From an antiviolence PSA created for a Zurich women's organization coalition, Frauenzentrale, via Coloribus, an online advertising repository. http://www.coloribus.com/adsarchive/prints/unknownadvertiser-against-domestic-violence-5378305/
From an antiviolence PSA created for a Zurich women’s organization coalition, Frauenzentrale, via Coloribus, an online advertising repository.

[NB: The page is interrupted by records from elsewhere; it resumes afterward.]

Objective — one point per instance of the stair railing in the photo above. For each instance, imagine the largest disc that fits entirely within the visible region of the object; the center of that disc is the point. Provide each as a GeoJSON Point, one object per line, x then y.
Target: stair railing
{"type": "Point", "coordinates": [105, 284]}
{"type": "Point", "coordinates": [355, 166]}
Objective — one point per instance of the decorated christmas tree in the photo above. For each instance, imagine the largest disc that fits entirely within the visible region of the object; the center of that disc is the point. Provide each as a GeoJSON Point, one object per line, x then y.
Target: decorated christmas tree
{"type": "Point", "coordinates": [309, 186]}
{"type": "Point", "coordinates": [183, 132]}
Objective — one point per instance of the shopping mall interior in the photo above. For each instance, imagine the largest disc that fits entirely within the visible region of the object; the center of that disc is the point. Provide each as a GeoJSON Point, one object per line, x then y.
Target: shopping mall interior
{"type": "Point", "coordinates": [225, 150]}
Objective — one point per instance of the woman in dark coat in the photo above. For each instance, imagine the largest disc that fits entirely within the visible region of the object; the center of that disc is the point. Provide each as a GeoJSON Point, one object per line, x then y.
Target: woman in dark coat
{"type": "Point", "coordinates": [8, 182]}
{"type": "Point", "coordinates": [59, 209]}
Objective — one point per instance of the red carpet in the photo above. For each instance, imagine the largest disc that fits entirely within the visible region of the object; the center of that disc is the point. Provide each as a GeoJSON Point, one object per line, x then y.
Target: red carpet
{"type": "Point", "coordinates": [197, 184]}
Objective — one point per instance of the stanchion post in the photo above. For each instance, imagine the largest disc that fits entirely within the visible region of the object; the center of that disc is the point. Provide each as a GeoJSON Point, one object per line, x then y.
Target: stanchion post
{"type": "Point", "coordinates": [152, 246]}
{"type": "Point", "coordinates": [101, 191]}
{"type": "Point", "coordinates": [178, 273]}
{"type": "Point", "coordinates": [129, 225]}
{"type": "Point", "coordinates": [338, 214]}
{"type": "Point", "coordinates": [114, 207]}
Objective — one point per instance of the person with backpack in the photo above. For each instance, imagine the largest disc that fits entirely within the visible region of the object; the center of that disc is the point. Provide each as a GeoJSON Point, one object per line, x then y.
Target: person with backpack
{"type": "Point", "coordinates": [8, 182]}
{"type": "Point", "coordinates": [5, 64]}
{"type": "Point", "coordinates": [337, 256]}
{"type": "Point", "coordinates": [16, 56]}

Attention to violence against women has improved significantly within the legal system since feminists pushed for recognition of what had once been considered “personal problems”—like violence by an intimate partner—as part of a larger system of gender inequality. Even into the early 1990s, laws discrediting the possibility of rape within marriage remained on the books for some states.

Some discrepancies remain. According to recent study by Myrna Dawson, men who kill their wives, girlfriends, or female family members often face shorter prison terms and fewer first degree murder charges than men who kill female strangers. Dawson calls this an “intimacy discount.” Among many possible explanations for these disparities include that women may still be viewed as men’s property, therefore partner deaths aren’t taken as seriously as other killings. Another possibility is that crimes against intimate partners tend to be easier to solve, prosecute, and bring to a guilty plea, perhaps resulting in a lighter sentence, since the killer took responsibility for his crime.